In 2004, the forestry company Gunns began proceedings against 20 individuals, including Senator Bob Brown and several Wilderness Society staff members, claiming these e nvironmentalists had caused the company a loss of reputation, jobs and profit. The claim was for $6.3 million. This corporate response to community concern is known as a SLAPP suit (Strategic Litigation Against Public Participation).
Given that Australians have no constitutional right to free speech, SLAPP suits are a significant problem. As Brian Walters SC says in his book Slapping on the Writs: ‘The community is not some vague ether in the air — it is the communication between its members. When we stifle public discourse, we stifle community’.
In August, the ACT Legislative Assembly passed the Protection of Public Participation Act 2008. Like most pieces of new legislation, it didn’t receive much press. This does not, however, mean it wasn’t significant. It is the first anti-SLAPP law in Australia, imposing civil penalties on companies engaged in lawsuits undertaken specifically to silence critics and stop public debate.
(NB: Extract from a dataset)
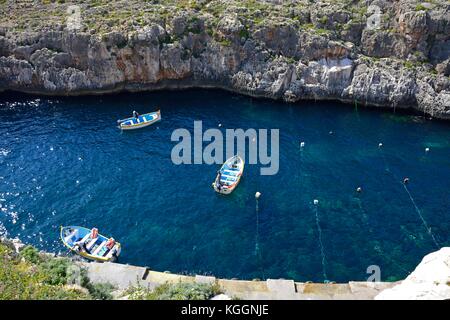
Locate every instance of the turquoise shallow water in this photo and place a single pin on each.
(63, 161)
The Act is a truly non-partisan piece of legislation; it was written by the Greens, amended by Labor and supported by all three parties. In combination with the ACT Human Rights Act 2004, it is a bold move towards promoting free speech and an engaged citizenry. What we need now is for mirror legislation to be introduced in all other Australian jurisdictions. If Rudd wants an era of increased federalism, this would be a good place to start.